Austin next contends that the possession of a controlled substance charge arose out of the same criminal incident as the assault charge and therefore was subject to the same speedy trial expiration date. The possession charge was filed August 1, after the expiration of the speedy trial limits on July 13.
The speedy trial period should begin for all crimes "based on the same conduct or arising from the same criminal episode" from the time the defendant is held to answer any charge with regard to that conduct or episode. See State v. Fladebo, 113 Wn.2d 388, 392, 779 P.2d 707 (1989) (quoting 2 American Bar Ass'n, Standards for Criminal Justice, Std. 12-2, at 12-17 (2d ed. 1980)).

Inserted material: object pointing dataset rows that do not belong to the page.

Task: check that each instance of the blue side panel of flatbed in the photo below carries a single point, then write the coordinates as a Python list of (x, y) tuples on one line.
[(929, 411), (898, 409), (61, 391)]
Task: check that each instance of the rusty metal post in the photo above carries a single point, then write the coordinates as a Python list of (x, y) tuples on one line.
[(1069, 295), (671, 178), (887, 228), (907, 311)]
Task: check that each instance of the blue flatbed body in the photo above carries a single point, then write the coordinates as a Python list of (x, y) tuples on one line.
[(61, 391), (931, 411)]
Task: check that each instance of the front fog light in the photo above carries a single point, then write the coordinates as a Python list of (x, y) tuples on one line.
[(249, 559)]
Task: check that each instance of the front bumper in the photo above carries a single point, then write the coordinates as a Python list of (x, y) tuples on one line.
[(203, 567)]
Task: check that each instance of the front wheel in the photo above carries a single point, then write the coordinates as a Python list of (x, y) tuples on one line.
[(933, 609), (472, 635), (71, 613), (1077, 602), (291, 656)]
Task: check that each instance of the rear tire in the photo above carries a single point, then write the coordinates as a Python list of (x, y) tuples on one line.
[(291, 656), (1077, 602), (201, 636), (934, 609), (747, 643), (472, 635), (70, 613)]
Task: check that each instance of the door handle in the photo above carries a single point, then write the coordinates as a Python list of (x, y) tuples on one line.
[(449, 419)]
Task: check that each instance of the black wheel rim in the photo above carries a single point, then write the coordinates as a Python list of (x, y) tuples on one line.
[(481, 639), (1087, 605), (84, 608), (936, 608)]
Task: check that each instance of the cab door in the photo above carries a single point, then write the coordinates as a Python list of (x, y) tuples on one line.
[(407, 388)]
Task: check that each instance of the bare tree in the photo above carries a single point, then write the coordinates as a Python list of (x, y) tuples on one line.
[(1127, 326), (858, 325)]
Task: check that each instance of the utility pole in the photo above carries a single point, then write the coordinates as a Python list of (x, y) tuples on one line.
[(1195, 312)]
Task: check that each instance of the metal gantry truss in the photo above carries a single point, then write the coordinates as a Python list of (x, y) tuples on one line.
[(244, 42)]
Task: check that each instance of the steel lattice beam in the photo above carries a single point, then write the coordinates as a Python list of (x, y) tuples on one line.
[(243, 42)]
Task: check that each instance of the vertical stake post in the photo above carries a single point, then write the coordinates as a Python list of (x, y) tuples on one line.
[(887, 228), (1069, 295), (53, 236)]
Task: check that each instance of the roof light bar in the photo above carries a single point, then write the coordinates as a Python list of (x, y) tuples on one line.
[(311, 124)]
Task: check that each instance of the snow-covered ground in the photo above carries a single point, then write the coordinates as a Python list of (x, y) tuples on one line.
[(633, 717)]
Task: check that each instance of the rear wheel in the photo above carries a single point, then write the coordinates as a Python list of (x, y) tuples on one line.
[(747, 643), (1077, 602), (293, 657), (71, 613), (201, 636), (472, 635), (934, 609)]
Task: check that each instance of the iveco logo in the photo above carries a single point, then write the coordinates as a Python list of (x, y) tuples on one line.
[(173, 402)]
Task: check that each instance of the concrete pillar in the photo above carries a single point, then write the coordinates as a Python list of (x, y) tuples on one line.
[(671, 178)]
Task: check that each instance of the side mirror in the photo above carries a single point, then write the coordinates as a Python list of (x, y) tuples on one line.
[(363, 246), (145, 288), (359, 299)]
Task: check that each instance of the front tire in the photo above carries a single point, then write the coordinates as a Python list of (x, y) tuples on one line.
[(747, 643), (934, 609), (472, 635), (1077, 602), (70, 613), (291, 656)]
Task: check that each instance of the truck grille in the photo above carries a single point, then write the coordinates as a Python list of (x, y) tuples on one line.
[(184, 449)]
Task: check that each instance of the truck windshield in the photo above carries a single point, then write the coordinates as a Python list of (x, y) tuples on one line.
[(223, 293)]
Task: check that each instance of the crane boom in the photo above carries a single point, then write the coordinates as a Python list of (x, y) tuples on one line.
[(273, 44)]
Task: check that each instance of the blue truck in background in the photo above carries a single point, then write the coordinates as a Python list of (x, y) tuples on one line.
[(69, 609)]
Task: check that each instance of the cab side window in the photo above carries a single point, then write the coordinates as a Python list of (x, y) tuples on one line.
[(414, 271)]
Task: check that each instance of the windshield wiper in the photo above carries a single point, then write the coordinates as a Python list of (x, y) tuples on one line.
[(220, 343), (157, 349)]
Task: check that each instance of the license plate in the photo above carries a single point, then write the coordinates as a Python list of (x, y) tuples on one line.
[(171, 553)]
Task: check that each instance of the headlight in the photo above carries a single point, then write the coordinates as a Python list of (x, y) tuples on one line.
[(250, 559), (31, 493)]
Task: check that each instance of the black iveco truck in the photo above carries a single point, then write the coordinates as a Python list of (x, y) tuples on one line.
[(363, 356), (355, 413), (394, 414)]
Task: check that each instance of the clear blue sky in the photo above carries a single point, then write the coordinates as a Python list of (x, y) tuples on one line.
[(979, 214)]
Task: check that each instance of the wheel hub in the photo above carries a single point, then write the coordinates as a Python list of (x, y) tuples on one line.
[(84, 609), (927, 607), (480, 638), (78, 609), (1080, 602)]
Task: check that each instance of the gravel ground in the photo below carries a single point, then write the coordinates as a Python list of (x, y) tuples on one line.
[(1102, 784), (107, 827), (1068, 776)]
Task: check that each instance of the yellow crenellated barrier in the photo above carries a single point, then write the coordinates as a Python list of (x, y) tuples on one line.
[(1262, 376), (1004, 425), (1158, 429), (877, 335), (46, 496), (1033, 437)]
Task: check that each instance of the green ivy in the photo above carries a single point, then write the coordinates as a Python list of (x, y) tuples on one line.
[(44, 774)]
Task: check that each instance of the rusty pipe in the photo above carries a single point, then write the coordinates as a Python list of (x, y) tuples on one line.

The facts of Fladebo are very close to those in this case. Fladebo was cited for driving while under the influence of intoxicants and put into a patrol car. While she was there, an officer seized her purse from her car. A search of the purse revealed drug paraphernalia, which was sent to the state crime laboratory for testing. About 5 weeks later, the laboratory reported a positive test for heroin. Meanwhile, Fladebo had been arraigned in municipal court on her DWI charge only. The speedy trial period arising from that charge would have expired on January 23, 1987. The State filed a possession of controlled substance charge in superior court on February 17, 1987. Fladebo, 113 Wn.2d at 390.
Thus, the charges were filed in different jurisdictions, which is the only fact of any significance distinguishing Fladebo from the instant case. See Fladebo, 113 Wn.2d at 392.
 The Supreme Court held that no violation of the speedy trial rule had occurred. Fladebo, 113 Wn.2d at 394. It did not directly address the question of whether the two charges were part of the same criminal "episode". The court reasoned that since CrR 3.3 and the ABA Standards did not specifically address all aspects of the issue before the court, state and federal constitutional protections provided the defendant's ultimate safeguard. Fladebo, 113 Wn.2d at 393. The court held the delay in filing was "understandable and justified", in part because "the physical evidence was not available" previously from the crime laboratory. Fladebo, 113 Wn.2d at 394. We find the same rationale appropriate here. The State filed the possession charge 3 weeks after receipt of the crime laboratory report. Moreover, what the Fladebo court termed a "relatively short" delay in filing the second charge (more than 3 weeks following the expiration of the speedy trial period), Fladebo, 113 Wn.2d at 391, 394, is even shorter in this case. We find no reason to compel the State to file at an earlier time. Further, Austin did not raise this speedy trial issue until the day of trial, and has not demonstrated any prejudice resulting from the delay. We therefore affirm the trial court's denial of Austin's motion to dismiss the possession charge.
We recognize that this approach is arguably inconsistent with State v. Bradley, 38 Wn. App. 597, 687 P.2d 856, review denied, 102 Wn.2d 1024 (1984) and State v. Erickson, 22 Wn. App. 38, 587 P.2d 613 (1978), but hold that the more recent Supreme Court reasoning in Fladebo is both controlling and more persuasive.
In sum, we affirm the trial court's denial of both of Austin's motions to dismiss on speedy trial grounds. The conviction on the possession charge is affirmed. We reverse and remand, however, for a new trial on the second degree assault charge.
COLEMAN, C.J., and PEKELIS, J., concur.